LIKE a habitual overeater hoping to drop 10 pounds before Christmas, Washington is continually looking for ``painless'' ways to cut the federal budget deficit. One idea being kicked around right now is selling federal loans, just as a bank, for instance, sells home loans on the secondary mortgage market. The idea is not to be dismissed out of hand, but it raises a number of tough questions.
A loan on the government's books is an ``asset,'' not unlike the other government assets the Reagan administration has suggested selling at one time or another. Selling an asset would indeed bring in needed revenue - once. House Budget Committee chairman William Gray compares selling assets to cut the deficit to selling one's garage to pay the monthly mortgage.
Two issues here must be kept straight: controlling the deficit and controlling the role of government. Either it makes sense for the federal government to hold a particular asset or it does not. The Reagan administration should not be allowed to exploit an out-of-control budget - for which it bears considerable responsibility - as an opportunity to pursue its id'ee fixe of dismantling the federal government, particularly given the relatively small amounts that asset sales bring in. The loans under consideration for sale, for instance, amount to some $7 billion - small change in the context of a trillion-dollar federal budget.
But not so small to the Wall Street dealmakers consulting with the Office of Management and Budget on how loans might be packaged for sale to the public. Investment bankers stand to make a lot of money from such offerings - and so while their counsel is presumably needed, it should be appropriately discounted to reflect their self-interest.
Then there is the question of accounting. The federal budget is on a cash basis - $100 lent out this year is an outlay; $100 paid back next year will be revenue, or a ``negative outlay,'' in budgetese.

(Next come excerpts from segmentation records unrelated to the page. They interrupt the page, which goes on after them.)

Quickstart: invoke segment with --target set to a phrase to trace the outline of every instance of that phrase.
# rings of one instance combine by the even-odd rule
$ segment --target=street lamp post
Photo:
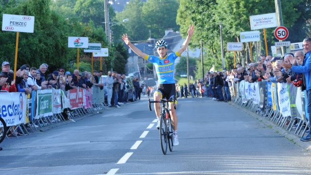
[[[109,45],[111,44],[112,41],[112,36],[111,36],[111,27],[115,26],[116,25],[119,24],[122,22],[126,22],[129,21],[129,19],[126,18],[122,20],[122,21],[120,22],[109,22],[109,25],[106,25],[106,22],[102,22],[102,23],[105,23],[105,26],[108,29],[106,29],[106,36],[107,36],[107,39],[109,41]],[[113,24],[112,23],[114,23]]]

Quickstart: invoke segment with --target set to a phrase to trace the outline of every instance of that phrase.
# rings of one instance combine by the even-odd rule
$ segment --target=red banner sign
[[[77,88],[68,91],[67,98],[70,101],[71,109],[83,107],[83,89]]]

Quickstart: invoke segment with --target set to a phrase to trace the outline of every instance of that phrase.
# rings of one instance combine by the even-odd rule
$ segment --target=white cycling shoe
[[[174,132],[173,134],[173,145],[178,146],[179,144],[179,141],[178,141],[178,137],[177,136],[177,133]]]

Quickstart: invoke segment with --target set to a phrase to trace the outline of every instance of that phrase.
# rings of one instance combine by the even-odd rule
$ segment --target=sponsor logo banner
[[[10,92],[0,94],[0,117],[7,126],[26,122],[27,98],[24,93]],[[0,125],[0,127],[3,127]]]

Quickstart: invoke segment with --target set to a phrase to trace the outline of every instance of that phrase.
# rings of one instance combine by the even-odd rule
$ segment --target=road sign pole
[[[102,57],[101,56],[101,58],[100,60],[101,60],[101,70],[103,70],[103,64],[102,63]]]
[[[91,73],[92,74],[92,75],[93,75],[93,52],[92,52],[92,61],[92,61],[92,71],[91,72],[92,72],[92,73]],[[92,75],[92,76],[93,76],[93,75]]]
[[[15,48],[15,61],[14,62],[14,80],[16,77],[16,69],[17,65],[17,50],[18,50],[18,37],[19,32],[16,33],[16,46]]]
[[[234,68],[236,68],[236,60],[235,60],[235,51],[234,52]]]
[[[267,44],[267,34],[266,29],[263,29],[263,36],[264,37],[264,44],[266,46],[266,56],[268,56],[268,44]]]
[[[249,51],[251,55],[251,63],[253,63],[253,53],[252,52],[252,42],[249,42]]]
[[[77,52],[77,70],[79,70],[79,48],[77,48],[78,51]]]

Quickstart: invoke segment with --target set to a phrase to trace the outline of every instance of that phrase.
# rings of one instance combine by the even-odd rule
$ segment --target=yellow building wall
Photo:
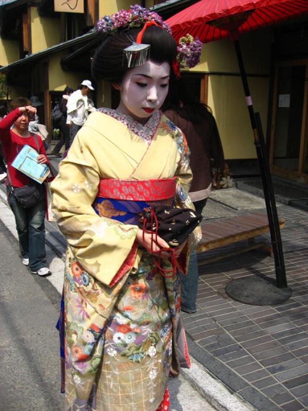
[[[65,51],[51,54],[49,58],[49,90],[62,91],[66,86],[75,90],[81,82],[88,75],[86,73],[64,71],[60,65],[62,57],[66,55]]]
[[[99,0],[100,18],[105,15],[110,15],[117,13],[122,9],[128,10],[130,5],[140,4],[140,2],[133,2],[132,0]]]
[[[265,29],[246,33],[240,38],[254,109],[260,113],[264,134],[271,35],[271,30]],[[203,45],[200,63],[190,71],[209,74],[208,104],[217,122],[225,158],[255,158],[249,117],[233,42],[225,39]]]
[[[259,111],[265,133],[267,114],[269,81],[248,78],[255,111]],[[239,77],[211,76],[208,82],[208,104],[217,122],[226,159],[256,157],[254,137]]]
[[[31,8],[32,52],[36,53],[60,43],[60,20],[41,17]]]
[[[14,40],[0,39],[0,66],[7,66],[19,60],[19,44]]]

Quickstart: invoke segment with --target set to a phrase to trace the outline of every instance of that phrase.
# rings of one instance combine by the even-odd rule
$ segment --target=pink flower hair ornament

If the government holds a loan itself, ``negative outlays'' trickle in over time. If it sells the loan, however, a lot of cash comes into the Treasury all at once, and presto, the deficit shrinks.

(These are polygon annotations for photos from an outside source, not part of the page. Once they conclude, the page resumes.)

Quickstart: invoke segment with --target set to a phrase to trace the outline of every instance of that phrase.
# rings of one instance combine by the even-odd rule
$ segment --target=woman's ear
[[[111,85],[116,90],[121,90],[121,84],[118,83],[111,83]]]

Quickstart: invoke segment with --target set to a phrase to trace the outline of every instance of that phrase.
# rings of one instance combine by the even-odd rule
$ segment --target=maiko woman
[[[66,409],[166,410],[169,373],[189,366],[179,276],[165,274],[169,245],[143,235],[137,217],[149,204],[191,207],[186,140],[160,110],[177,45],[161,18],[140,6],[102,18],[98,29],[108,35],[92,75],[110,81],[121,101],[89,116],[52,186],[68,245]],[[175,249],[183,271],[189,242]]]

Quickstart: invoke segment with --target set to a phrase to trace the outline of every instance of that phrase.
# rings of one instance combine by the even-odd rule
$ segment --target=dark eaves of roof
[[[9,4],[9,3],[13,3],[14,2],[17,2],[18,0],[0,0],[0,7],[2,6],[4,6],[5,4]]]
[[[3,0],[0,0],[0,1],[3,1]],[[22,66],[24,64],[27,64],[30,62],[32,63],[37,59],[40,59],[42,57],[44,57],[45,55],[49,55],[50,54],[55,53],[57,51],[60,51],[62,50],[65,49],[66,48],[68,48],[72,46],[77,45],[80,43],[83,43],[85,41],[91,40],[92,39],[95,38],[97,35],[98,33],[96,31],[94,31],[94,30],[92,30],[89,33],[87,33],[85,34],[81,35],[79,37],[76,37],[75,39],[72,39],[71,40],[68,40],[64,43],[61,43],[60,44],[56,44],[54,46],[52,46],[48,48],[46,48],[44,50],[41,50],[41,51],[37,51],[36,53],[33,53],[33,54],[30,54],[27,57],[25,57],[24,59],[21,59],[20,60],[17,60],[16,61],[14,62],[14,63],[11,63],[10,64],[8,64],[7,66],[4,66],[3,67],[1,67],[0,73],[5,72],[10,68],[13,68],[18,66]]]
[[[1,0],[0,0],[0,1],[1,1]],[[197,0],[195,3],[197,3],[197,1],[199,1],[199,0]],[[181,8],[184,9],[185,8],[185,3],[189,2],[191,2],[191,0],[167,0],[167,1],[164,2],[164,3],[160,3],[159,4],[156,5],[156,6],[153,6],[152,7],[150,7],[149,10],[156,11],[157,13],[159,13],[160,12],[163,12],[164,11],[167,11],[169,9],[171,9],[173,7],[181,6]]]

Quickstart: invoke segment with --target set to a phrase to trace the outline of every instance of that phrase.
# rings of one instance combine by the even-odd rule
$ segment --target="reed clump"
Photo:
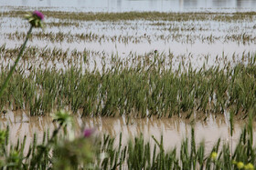
[[[73,52],[76,54],[75,52]],[[104,61],[104,60],[102,60]],[[31,115],[70,108],[82,115],[133,115],[189,118],[194,112],[223,114],[235,108],[247,116],[255,107],[255,56],[244,64],[192,68],[179,64],[176,70],[167,58],[155,53],[153,58],[130,65],[112,57],[101,70],[70,65],[63,69],[16,69],[2,107],[30,110]],[[0,84],[8,67],[2,67]]]

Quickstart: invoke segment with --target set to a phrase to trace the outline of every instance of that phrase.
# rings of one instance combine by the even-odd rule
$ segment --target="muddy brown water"
[[[149,141],[151,145],[155,145],[152,138],[154,135],[160,140],[164,136],[165,149],[170,150],[174,147],[179,148],[185,137],[191,135],[191,121],[182,118],[130,118],[129,122],[125,117],[84,117],[74,116],[76,124],[76,135],[81,135],[84,128],[94,128],[96,135],[108,134],[116,137],[115,144],[119,143],[119,135],[123,134],[122,144],[124,145],[129,139],[143,135],[145,141]],[[234,124],[234,135],[231,137],[229,133],[229,119],[223,115],[209,115],[207,120],[196,120],[194,124],[196,143],[198,145],[204,141],[206,152],[210,152],[212,146],[220,137],[222,144],[235,144],[239,140],[241,128],[246,125],[246,121],[236,121]],[[128,122],[128,123],[127,123]],[[23,139],[27,135],[27,142],[26,148],[28,149],[29,142],[32,141],[34,134],[37,135],[37,141],[42,141],[44,131],[48,129],[51,133],[58,126],[57,123],[52,122],[49,115],[29,116],[25,112],[8,111],[5,115],[1,115],[0,124],[2,128],[8,125],[10,127],[10,141],[16,144],[17,139]],[[256,127],[254,126],[253,129]]]

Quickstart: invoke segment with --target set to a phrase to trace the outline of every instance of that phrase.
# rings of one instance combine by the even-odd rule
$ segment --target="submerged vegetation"
[[[28,109],[31,115],[68,107],[82,115],[187,118],[195,112],[229,110],[246,117],[255,107],[255,55],[246,58],[246,65],[193,69],[191,64],[187,68],[180,64],[176,71],[166,65],[171,58],[157,53],[131,66],[118,59],[113,57],[112,65],[103,65],[101,71],[78,65],[66,70],[31,67],[24,75],[19,67],[1,105]],[[5,79],[2,74],[0,82]]]
[[[122,134],[117,138],[110,135],[93,136],[87,129],[77,138],[63,134],[62,129],[72,119],[68,113],[54,115],[59,126],[50,133],[44,133],[42,141],[37,135],[25,150],[26,136],[16,144],[9,144],[9,130],[0,131],[1,168],[11,169],[254,169],[256,148],[253,145],[251,116],[240,140],[232,149],[220,139],[206,153],[204,143],[196,145],[195,131],[186,138],[180,147],[166,150],[163,136],[154,144],[145,142],[143,135],[122,144]],[[89,133],[90,131],[90,133]],[[65,131],[64,131],[65,132]],[[117,145],[114,141],[119,140]],[[154,145],[152,147],[152,145]],[[209,149],[209,148],[208,148]]]
[[[122,29],[125,25],[133,25],[129,21],[151,21],[151,31],[157,34],[149,35],[143,32],[130,35],[119,33],[105,35],[102,32],[77,33],[65,31],[41,33],[36,32],[31,40],[65,43],[68,45],[86,41],[87,43],[112,44],[123,43],[130,45],[154,41],[187,43],[192,45],[200,40],[202,44],[215,44],[217,41],[225,43],[236,42],[250,45],[254,44],[255,35],[248,29],[254,29],[251,23],[233,34],[236,26],[219,28],[223,35],[200,35],[202,32],[214,30],[208,23],[197,26],[193,21],[213,20],[216,25],[225,23],[242,23],[253,21],[255,13],[68,13],[44,11],[50,17],[51,27],[79,26],[84,21],[123,21]],[[20,17],[24,11],[15,10],[2,12],[3,17]],[[34,14],[33,14],[34,15]],[[31,17],[28,15],[27,17]],[[34,15],[35,16],[35,15]],[[39,16],[38,16],[39,17]],[[40,17],[43,18],[43,17]],[[28,18],[29,19],[29,18]],[[65,20],[59,23],[59,20]],[[154,21],[158,22],[154,22]],[[153,22],[152,22],[153,21]],[[184,24],[183,22],[188,23]],[[2,23],[2,20],[0,21]],[[36,27],[38,23],[29,19]],[[168,25],[165,22],[173,22]],[[178,24],[176,24],[177,22]],[[190,22],[190,23],[189,23]],[[180,23],[184,25],[179,25]],[[118,25],[112,25],[113,30]],[[106,25],[101,25],[101,29]],[[144,24],[142,24],[143,25]],[[189,25],[187,27],[187,25]],[[90,25],[87,25],[90,27]],[[135,25],[131,26],[139,30]],[[164,26],[164,28],[159,28]],[[167,26],[167,27],[166,27]],[[12,27],[12,25],[10,26]],[[24,26],[26,27],[26,26]],[[119,29],[118,28],[118,29]],[[91,27],[91,29],[93,29]],[[162,32],[166,33],[162,34]],[[199,34],[196,34],[199,31]],[[114,32],[114,31],[113,31]],[[178,34],[171,35],[171,32]],[[183,36],[182,33],[187,33]],[[159,34],[161,33],[161,34]],[[194,34],[191,34],[194,33]],[[168,34],[169,35],[166,35]],[[22,40],[23,31],[3,33],[0,35],[8,41]],[[37,37],[37,38],[35,38]],[[222,43],[221,43],[222,44]],[[99,47],[99,46],[98,46]],[[101,48],[101,46],[100,46]],[[117,47],[115,47],[117,49]],[[4,85],[14,58],[18,55],[19,48],[5,45],[0,46],[0,85]],[[225,49],[224,49],[225,51]],[[0,167],[3,169],[254,169],[255,152],[253,145],[253,120],[256,111],[256,66],[255,53],[244,53],[226,56],[204,54],[202,66],[195,66],[190,53],[187,55],[176,55],[171,51],[161,53],[157,49],[144,51],[144,55],[135,52],[123,53],[123,57],[116,54],[105,53],[104,50],[80,51],[77,49],[58,49],[45,46],[29,46],[24,52],[20,64],[16,65],[12,79],[0,96],[0,111],[24,110],[31,116],[51,114],[53,121],[58,123],[53,132],[45,132],[42,141],[37,142],[37,135],[27,149],[25,135],[22,142],[9,143],[9,132],[0,131]],[[228,58],[229,57],[229,58]],[[237,58],[238,57],[238,58]],[[193,59],[193,58],[192,58]],[[208,65],[208,60],[213,64]],[[193,63],[194,62],[194,63]],[[14,67],[13,67],[14,70]],[[5,86],[5,85],[3,85]],[[3,87],[2,86],[2,87]],[[164,140],[154,143],[145,142],[143,135],[132,138],[128,144],[122,143],[122,134],[118,138],[108,135],[93,136],[93,129],[86,129],[80,136],[74,136],[73,121],[70,114],[62,110],[70,110],[72,114],[80,114],[83,117],[95,116],[126,116],[144,118],[172,117],[192,119],[193,115],[206,120],[209,115],[229,115],[230,135],[233,135],[234,116],[248,119],[240,140],[233,147],[230,144],[221,143],[219,139],[209,153],[206,152],[204,143],[197,145],[195,130],[192,127],[191,137],[187,136],[180,147],[171,150],[164,148]],[[60,110],[60,111],[59,111]],[[204,116],[202,116],[202,114]],[[5,115],[3,115],[5,116]],[[195,119],[193,119],[195,121]],[[192,122],[193,122],[192,121]],[[69,129],[69,130],[68,130]],[[115,141],[118,141],[115,145]],[[235,149],[234,149],[235,148]]]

But this kind of deficit reduction is largely bookkeeping legerdemain. The real cost to the federal Treasury of Uncle Sam's direct loans is the so-called ``implied subsidy'' - the (estimated) total of expected defaults, subsidized interest rates, and administrative expenses.
The Congressional Budget Office (CBO) has taken the position - and has had some success in convincing Congress - that credit transactions should be reflected in the budget on the basis of these costs rather than of incidental cash inflows and outflows. If the bookkeeping changes were made in order to do this, there would be less incentive to sell loans.
Given the current accounting rules, though, selling government loans as soon as they are made may indeed be a good way to correct distortions on the balance sheet. The loans would have to be sold to investors at a discount - after all, anyone queuing up at Uncle Sam's loan window is almost by definition not a blue-chip borrower. But selling the loans would enable the green-eyeshade set to nail down the exact cost of that ``implied subsidy,'' and within the current year at that. If $100 million of, say, Small Business Administration loans were sold for $70 million, the implied subsidy is clearly $30 million. How neat and tidy.
But the case for loan sales as a means of cutting the deficit is less than compelling. The loans may have to be too heavily discounted to bring in much revenue.
Well, wouldn't a government guarantee mean they would fetch a higher price?
Yes, it would. But that guarantee would itself be an expense. The CBO has ruled that selling a 100 percent guaranteed loan is equivalent to selling Treasury securities - to borrowing, in other words. It would be a way of financing the government but not of cutting the deficit.
Nor is it clear that putting loans in private hands would be the best way to meet the needs of government borrowers. Government loans have, after all, generally been in areas where the private sector would not tread in the first place.
Deficit reduction will be a tough process. It will not be achieved by gimmicks.